Her thanks were echoed by Celia, who hastily added that they would, as soon as the cottage was habitable, be leaving their home in West Derby, Liverpool – it was already up for sale – and that she or her mother would let him know, before the next quarter day, which would be Midsummer’s Day, exactly where he should send the next cheque.
He was a kindly man, and, as he gently clasped Louise’s hand when they took their departure, he felt some pity for her. Women were so helpless without menfolk – and there were so many of them bereaved by the war. They had the brains of chickens – and it appeared to him that these two already might have a fox in the coop.

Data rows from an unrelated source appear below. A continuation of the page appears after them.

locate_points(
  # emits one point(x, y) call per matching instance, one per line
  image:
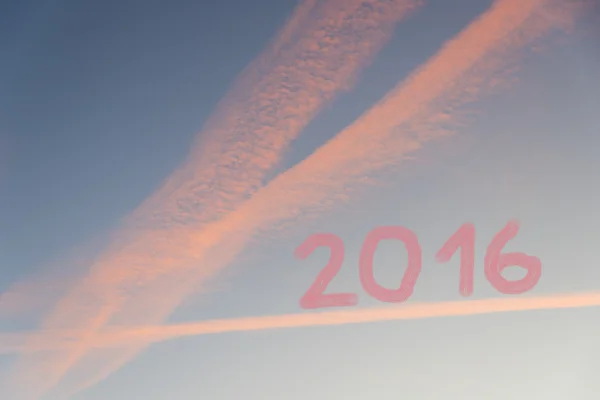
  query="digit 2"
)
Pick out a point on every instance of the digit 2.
point(314, 296)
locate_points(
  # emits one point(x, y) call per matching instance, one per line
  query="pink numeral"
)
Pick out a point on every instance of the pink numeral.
point(495, 262)
point(463, 238)
point(314, 297)
point(411, 274)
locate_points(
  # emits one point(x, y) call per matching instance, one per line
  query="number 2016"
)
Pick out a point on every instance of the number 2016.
point(464, 239)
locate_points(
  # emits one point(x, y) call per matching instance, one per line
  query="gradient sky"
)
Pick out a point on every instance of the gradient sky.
point(106, 104)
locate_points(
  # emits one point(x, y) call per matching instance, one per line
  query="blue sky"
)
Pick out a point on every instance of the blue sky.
point(100, 102)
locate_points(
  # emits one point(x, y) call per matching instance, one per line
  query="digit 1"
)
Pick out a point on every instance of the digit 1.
point(463, 238)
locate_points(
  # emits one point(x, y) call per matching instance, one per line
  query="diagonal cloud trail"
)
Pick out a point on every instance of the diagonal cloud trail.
point(318, 54)
point(152, 334)
point(418, 110)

He said impulsively, ‘If I can be of help, dear ladies, don’t hesitate to call on me.’
Though Louise only nodded acceptance of this offer, Celia, whose stomach had been clenched with fear ever since her father’s clerk had come running up the front steps with the terrible news of Timothy’s sudden death, felt herself relax a little. She longed to put her head on the little man’s stout shoulder and weep out her terror at being so alone. Instead, she held out her hand a little primly to have it shaken by him and apologised for keeping him late at his office.